Carta del Arzobispo
Queridos hermanos y hermanas:
Celebramos en este
domingo con toda la Iglesia la Jornada del Emigrante y el Refugiado. Año tras
año vamos tomando conciencia de que las migraciones son una realidad que
históricamente ha existido siempre, con distintos protagonistas, direcciones y
destinos, algo que no debemos interpretar sólo desde los acontecimientos o
sucesos de que nos dan cuenta con frecuencia los medios de comunicación social.
Según la Organización Internacional de las Migraciones en nuestro mundo
globalizado hay 232 millones de emigrantes internacionales.
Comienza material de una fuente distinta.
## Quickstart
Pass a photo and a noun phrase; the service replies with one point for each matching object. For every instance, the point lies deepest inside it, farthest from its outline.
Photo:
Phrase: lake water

Estas cifras son signo y consecuencia de situaciones de
violencia, injusticia, y desigualdad que empujan a personas y familias a
desplazarse buscando una oportunidad de paz y bienestar que no les ofrecen sus
lugares de origen. Las novedades que presenta este fenómeno hoy tienen que ver
con su mayor dimensión y con su dramatismo, por la dificultad que suponen unas
fronteras, levantadas desde posiciones de privilegio y de poder, cada vez más
peligrosas e impenetrables. Las imágenes de miles de hombres, mujeres y niños
procedentes de países en guerra agolpándose a las puertas de Europa y
arriesgando su vida hasta la muerte en el Mediterráneo nos han conmovido y sacudido
nuestra conciencia. Aunque se hayan apagado los focos de la atención mediática,
sabemos que estas familias siguen sufriendo en nuestras fronteras.
En las
esferas políticas apenas se ha adoptado un compromiso, todavía hoy no cumplido,
de albergar alrededor de un 20% de los que ya están esperando a lo largo de la
extensa valla del límite este de la Unión. Esta manifiesta incapacidad para dar
respuesta a una emergencia humanitaria de tal calibre contrasta con la
generosidad desplegada por los ciudadanos europeos de buena voluntad, decididos
a ser hospitalarios ofreciendo edificios, recursos y víveres.
En nuestra
Iglesia de Sevilla han sido numerosos los ofrecimientos de parroquias,
congregaciones religiosas masculinas y femeninas, hermandades, grupos, movimientos
y particulares para aliviar el drama de los refugiados. En estos momentos, a la
espera de unos contingentes organizados que no parece que vayan a llegar a
corto plazo, invito a que serenemos la reflexión, buscando profundidad y
discernimiento en nuestra respuesta.
Hay algunas claves importantes: En primer
lugar, se confirma el efecto perverso que ha tenido la crisis de los refugiados
en un reforzamiento del blindaje de las fronteras externas de Unión Europea y
el consiguiente sufrimiento para miles de personas atrapadas en ellas. Tenemos
presente en especial la frontera más cercana, la frontera sur de Europa, desde
donde nos llegan preocupantes noticias de violencia y condiciones infrahumanas
para los emigrantes subsaharianos: no podemos permanecer indiferentes y ser
cómplices silenciosos de que se esté financiando a los países limítrofes para
que sean gendarmes de Europa a cualquier precio, mirando para otro lado y sin
preocuparnos por el elemental respeto a los derechos humanos.
En segundo lugar,
se insiste machaconamente en una peligrosa diferenciación entre emigrantes y
refugiados, en especial sirios, considerando legítimo el derecho de estos
últimos y no el de los primeros. La Iglesia rechaza esta distinción,
reconociendo la emigración como un derecho fundamental de todo ser humano, y se
siente llamada a acoger como hermanos a quienes huyen de cualquier tipo de
violencia, sea esta fí- sica, económica, social o provocada por las cada vez
más frecuentes catástrofes naturales.
Por último, hemos de evitar ofrecer sólo
respuestas de emergencia, olvidando que los proyectos migratorios son largos y
complejos. No se trata sólo de una acogida de urgencia que no resolverá las
dificultades a medio y largo plazo. Seamos comunidades hospitalarias e
integradoras para los que ya viven entre nosotros y para los que vengan en el
futuro, entendiendo la realidad migratoria como un don de Dios, que nos invita
a recorrer juntos un camino que nos hace crecer y nos enriquece como sociedad.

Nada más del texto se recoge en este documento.